Table: Error Log Output Sample
Error Text |
Allowed Text |
Message |
Date |
error example |
allowed tag |
This is a sample error message |
2023-01-01 12:30:00 |
Performance Metrics
- It includes metrics such as the number of records checked, elapsed time per check, and frequency of error log entries over time.
Execution Procedures
- The dbscripts involved in this job create necessary local temporary and history tables such as error_log_histr_tab, error_log_err_histr_tab, and error_log_aggr_test_tab among others. These tables facilitate the logging and cyclical analysis of errors over different executions.
Automation and Alerts
- The monitoring job can trigger alerts based on the severity and type of error encountered. Parameters such as ‘return status’ might change based on the found errors which can lead to different alert statuses: ALARM, WARNING, or OK.

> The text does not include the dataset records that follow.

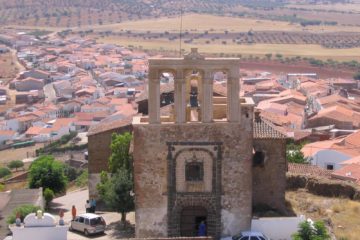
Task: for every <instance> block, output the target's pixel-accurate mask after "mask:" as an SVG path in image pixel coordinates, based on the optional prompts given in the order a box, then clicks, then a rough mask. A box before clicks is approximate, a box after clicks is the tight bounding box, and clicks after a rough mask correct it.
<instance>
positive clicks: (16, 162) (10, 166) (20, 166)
mask: <svg viewBox="0 0 360 240" xmlns="http://www.w3.org/2000/svg"><path fill="white" fill-rule="evenodd" d="M7 166H8V168H10V169H14V168H15V171H17V170H18V168H23V167H24V163H23V161H21V160H13V161H11V162H10V163H9V164H8V165H7Z"/></svg>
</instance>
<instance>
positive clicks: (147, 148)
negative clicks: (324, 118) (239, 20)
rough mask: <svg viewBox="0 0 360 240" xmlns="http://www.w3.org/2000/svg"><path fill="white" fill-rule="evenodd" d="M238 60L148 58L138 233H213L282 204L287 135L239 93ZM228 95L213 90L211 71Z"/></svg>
mask: <svg viewBox="0 0 360 240" xmlns="http://www.w3.org/2000/svg"><path fill="white" fill-rule="evenodd" d="M240 67H241V65H240V60H239V59H237V58H205V57H204V56H202V55H200V54H199V53H198V52H197V49H192V51H191V53H189V54H187V55H185V56H184V57H183V58H161V59H150V60H149V82H148V83H149V86H148V90H149V94H148V98H149V99H148V104H149V105H148V111H149V114H148V116H142V117H134V119H133V124H132V128H133V160H134V181H135V208H136V212H135V218H136V225H135V228H136V233H135V234H136V237H139V238H144V237H177V236H196V235H197V231H198V228H199V225H200V223H201V222H203V223H205V225H206V234H207V235H208V236H213V237H214V238H220V237H221V236H229V235H234V234H237V233H239V232H240V231H244V230H249V229H250V228H251V219H252V211H253V207H254V206H259V205H260V206H261V205H266V206H269V207H271V208H273V209H276V210H278V211H279V212H281V211H284V208H285V184H286V178H285V173H286V170H287V164H286V158H285V141H286V137H285V136H284V135H283V134H282V133H281V132H279V131H277V130H276V128H275V127H274V126H273V125H272V124H271V123H268V122H266V121H265V120H262V119H261V117H260V116H259V114H257V113H256V112H255V113H254V102H253V101H252V99H251V98H240V97H239V92H240V83H239V79H240ZM163 73H171V74H172V76H173V77H174V88H175V91H174V100H175V103H174V105H173V106H172V109H171V111H170V113H169V114H168V115H166V116H161V115H160V84H161V81H160V79H161V76H162V74H163ZM218 73H222V75H223V76H224V78H225V80H226V86H227V94H226V97H221V96H214V94H213V84H214V81H216V80H214V79H215V75H216V74H218Z"/></svg>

- The job is also equipped with mechanisms to handle and log exceptions during the execution, ensuring that any job execution issues are captured for troubleshooting.
Dependencies and Cleanup
- Dependencies such as the main procedure ‘error_log_proc’ and associated tables are managed automatically with cleanup options configured to true, ensuring that temporary data used during execution does not persist unnecessarily.
Future Enhancements
- Potential future enhancements may include more granular parameterization of error texts or integration with more advanced AI-based analysis tools for predictive error handling and automated error resolutions.